Under the Trump 2017 tax overhaul, the 40% federal estate tax starts at estates valued above $11.4 million and $22.8 million for couples. In 2026, it reverts back to 2017’s exclusion of estates under $5 million, adjusted for inflation.

Americans have been linking taxes with fairness since before they were Americans: Patrick Henry’s 1765 argument of “no taxation without representation” became a rallying cry for the 13 colonies. Meanwhile, well over 90% of taxpayers have consistently told the Internal Revenue Service that every American has a civic duty to pay taxes, according to the tax collector’s annual data.

But the study, circulated Monday by the National Bureau of Economic Research, lands just ahead of the Democratic National Convention.

Joe Biden, the former vice president under Barack Obama and presumptive Democratic nominee, wants to increase the top income bracket from 37% to 39.6%, the Obama-era rate. He wants to raise the corporate income rate from 21% to 28%, which is underneath the 35% Obama-era rate. He would put the estate tax rate exemption at “historical norms” and get rid of the “step up in basis”, where an asset’s value resets in tax purposes when an heir receives it.

On Biden’s own website, he says he’ll bring on economic recovery with programs and funds that come by “reversing some of Trump’s tax cuts for corporations and imposing common-sense tax reforms that finally make sure the wealthiest Americans pay their fair share.”

On the other side of the aisle, Trump has floated the idea of fewer taxes on capital gains and an income tax cut for the middle class.

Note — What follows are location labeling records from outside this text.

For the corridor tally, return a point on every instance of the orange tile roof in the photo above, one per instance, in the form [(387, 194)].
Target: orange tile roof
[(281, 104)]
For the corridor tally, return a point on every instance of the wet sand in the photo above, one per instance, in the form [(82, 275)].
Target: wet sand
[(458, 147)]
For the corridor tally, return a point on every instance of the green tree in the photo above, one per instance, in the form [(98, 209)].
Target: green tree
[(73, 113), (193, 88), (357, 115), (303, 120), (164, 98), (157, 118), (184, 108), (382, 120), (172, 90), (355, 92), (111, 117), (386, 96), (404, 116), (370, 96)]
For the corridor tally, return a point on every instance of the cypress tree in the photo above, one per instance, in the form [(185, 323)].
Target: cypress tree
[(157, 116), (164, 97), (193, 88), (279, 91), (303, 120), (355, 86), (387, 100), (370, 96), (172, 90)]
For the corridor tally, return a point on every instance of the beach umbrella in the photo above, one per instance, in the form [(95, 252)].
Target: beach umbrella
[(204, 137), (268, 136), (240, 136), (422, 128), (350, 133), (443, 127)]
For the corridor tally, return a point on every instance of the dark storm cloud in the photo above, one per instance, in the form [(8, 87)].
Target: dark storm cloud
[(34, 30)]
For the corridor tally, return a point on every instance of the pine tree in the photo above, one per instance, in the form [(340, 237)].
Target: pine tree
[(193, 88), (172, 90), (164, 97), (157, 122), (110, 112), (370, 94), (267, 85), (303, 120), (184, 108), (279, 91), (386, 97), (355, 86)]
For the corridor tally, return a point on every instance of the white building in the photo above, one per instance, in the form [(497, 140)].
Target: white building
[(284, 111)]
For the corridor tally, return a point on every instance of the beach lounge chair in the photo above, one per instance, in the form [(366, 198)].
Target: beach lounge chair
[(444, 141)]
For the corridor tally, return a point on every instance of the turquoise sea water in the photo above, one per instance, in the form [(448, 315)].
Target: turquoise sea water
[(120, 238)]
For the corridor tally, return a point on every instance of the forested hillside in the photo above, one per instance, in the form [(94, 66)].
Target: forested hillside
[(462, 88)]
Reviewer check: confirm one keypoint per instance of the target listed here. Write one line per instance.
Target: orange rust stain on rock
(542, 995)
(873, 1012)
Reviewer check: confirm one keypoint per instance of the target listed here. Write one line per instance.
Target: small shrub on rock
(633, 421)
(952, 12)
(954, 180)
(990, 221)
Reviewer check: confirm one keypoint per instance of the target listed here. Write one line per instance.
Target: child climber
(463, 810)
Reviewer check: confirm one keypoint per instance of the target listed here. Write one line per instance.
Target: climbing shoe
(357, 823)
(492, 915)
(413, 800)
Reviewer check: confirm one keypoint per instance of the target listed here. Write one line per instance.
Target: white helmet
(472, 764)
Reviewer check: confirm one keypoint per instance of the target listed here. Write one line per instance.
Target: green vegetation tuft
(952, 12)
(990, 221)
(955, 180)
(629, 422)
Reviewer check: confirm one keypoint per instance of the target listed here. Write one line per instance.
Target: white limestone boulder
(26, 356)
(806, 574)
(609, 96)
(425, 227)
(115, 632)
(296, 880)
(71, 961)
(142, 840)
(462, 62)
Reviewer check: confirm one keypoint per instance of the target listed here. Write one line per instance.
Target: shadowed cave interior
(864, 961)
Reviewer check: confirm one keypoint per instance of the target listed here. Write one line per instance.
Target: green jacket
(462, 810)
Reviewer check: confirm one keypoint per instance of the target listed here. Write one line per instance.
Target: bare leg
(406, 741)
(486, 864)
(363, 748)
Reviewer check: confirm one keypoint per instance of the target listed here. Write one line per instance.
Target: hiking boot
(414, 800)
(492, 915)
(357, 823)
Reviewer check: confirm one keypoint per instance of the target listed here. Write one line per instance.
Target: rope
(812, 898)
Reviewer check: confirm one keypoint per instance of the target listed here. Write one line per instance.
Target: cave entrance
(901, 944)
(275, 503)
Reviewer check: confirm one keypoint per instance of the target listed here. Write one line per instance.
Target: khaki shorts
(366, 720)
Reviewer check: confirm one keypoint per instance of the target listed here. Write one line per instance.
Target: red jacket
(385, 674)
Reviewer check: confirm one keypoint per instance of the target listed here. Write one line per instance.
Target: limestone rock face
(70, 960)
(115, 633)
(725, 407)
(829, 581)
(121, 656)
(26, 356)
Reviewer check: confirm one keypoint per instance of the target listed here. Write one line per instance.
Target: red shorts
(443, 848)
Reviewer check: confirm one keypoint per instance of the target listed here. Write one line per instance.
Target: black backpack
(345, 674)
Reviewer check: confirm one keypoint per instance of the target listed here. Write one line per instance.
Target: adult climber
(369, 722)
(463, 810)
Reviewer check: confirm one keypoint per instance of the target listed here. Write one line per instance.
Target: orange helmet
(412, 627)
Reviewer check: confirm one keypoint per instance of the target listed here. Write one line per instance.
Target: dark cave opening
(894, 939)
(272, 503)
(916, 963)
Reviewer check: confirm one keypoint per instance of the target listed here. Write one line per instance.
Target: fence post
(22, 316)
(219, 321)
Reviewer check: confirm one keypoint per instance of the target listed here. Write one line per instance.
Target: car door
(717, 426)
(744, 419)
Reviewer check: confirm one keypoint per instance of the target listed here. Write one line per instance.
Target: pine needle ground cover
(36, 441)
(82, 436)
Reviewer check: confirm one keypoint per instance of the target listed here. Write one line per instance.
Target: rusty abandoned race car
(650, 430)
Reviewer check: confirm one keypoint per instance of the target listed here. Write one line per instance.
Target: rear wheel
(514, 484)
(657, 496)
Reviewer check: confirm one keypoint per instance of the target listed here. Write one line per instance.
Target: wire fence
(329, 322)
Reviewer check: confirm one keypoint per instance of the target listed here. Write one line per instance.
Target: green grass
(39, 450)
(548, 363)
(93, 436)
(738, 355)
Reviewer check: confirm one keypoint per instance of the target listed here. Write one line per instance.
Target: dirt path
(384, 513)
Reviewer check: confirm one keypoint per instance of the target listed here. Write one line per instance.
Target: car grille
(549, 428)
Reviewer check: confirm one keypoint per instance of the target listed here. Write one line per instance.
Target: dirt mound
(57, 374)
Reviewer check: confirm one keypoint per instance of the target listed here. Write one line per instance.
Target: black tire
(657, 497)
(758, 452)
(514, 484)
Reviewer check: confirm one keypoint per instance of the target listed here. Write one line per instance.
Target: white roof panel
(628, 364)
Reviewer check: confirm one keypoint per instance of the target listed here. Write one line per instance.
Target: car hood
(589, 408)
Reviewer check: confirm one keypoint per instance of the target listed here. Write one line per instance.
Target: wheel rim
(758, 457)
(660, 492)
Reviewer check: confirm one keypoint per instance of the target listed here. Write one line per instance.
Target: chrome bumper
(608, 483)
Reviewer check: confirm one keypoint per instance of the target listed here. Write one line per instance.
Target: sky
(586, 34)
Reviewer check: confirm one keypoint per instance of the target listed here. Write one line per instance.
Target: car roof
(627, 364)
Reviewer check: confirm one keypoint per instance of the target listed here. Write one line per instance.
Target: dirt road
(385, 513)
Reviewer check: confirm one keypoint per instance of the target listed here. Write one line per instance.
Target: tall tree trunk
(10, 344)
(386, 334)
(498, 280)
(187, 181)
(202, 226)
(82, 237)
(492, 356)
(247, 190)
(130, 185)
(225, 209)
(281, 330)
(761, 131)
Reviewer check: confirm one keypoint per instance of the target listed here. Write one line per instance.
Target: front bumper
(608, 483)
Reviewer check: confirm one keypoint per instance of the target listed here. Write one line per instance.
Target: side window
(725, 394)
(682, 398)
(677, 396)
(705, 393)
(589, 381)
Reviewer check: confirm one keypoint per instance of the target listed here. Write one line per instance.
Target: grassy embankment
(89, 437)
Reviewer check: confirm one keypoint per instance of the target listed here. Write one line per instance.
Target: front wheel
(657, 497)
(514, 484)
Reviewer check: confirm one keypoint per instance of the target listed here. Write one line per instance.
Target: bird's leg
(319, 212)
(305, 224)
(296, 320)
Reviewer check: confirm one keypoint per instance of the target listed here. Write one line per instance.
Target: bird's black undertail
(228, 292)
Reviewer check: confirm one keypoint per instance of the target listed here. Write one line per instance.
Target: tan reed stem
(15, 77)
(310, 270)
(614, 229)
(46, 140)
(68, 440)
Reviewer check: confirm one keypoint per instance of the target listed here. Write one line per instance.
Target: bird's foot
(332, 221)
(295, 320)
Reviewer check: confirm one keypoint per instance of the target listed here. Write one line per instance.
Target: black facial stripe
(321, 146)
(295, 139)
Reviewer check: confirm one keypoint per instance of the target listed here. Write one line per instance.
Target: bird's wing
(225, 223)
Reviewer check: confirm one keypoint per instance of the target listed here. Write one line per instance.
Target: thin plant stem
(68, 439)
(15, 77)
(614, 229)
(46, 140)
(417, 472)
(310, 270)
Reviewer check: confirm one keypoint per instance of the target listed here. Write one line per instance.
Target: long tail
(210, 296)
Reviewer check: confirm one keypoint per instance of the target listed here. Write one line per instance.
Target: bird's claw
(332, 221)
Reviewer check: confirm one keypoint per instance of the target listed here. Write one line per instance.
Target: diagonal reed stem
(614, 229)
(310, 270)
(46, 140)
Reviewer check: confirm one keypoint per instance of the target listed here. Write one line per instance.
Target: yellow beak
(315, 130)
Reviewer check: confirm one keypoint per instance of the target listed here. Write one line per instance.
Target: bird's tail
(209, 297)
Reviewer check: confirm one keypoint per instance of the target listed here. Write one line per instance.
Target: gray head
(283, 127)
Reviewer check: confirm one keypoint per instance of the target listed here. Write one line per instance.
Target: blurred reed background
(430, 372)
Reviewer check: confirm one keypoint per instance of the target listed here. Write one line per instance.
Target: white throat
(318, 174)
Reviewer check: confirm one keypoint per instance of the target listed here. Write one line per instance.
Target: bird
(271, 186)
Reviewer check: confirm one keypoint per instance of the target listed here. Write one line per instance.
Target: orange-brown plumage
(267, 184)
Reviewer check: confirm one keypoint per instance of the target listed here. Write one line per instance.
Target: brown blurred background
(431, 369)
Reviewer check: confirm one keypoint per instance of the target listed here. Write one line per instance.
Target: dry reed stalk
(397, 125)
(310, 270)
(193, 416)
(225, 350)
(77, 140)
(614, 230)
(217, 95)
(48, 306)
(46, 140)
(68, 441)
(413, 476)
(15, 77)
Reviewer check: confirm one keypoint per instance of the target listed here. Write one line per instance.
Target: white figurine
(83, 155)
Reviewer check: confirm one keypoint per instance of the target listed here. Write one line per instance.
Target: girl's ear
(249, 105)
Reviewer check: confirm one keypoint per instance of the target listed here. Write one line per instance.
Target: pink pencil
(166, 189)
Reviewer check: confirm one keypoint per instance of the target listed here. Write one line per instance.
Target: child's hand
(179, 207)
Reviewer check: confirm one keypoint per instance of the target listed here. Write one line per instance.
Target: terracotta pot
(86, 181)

“We are looking at expanding the cuts that we have already done, but specifically for middle -income families, and you will be hearing about that in the upcoming few weeks,” Trump said at a news conference last week.

Earlier this month, he signed an executive order that would defer the payroll tax that employees have to pay, beginning in Sept. 1 and ending Dec. 31. The tax helps fund Social Security and the payroll tax deferral has critics on both sides.

Biden says the payroll tax should be applied to people making more than $400,000. Right now, the tax exemption starts for people making $137,700.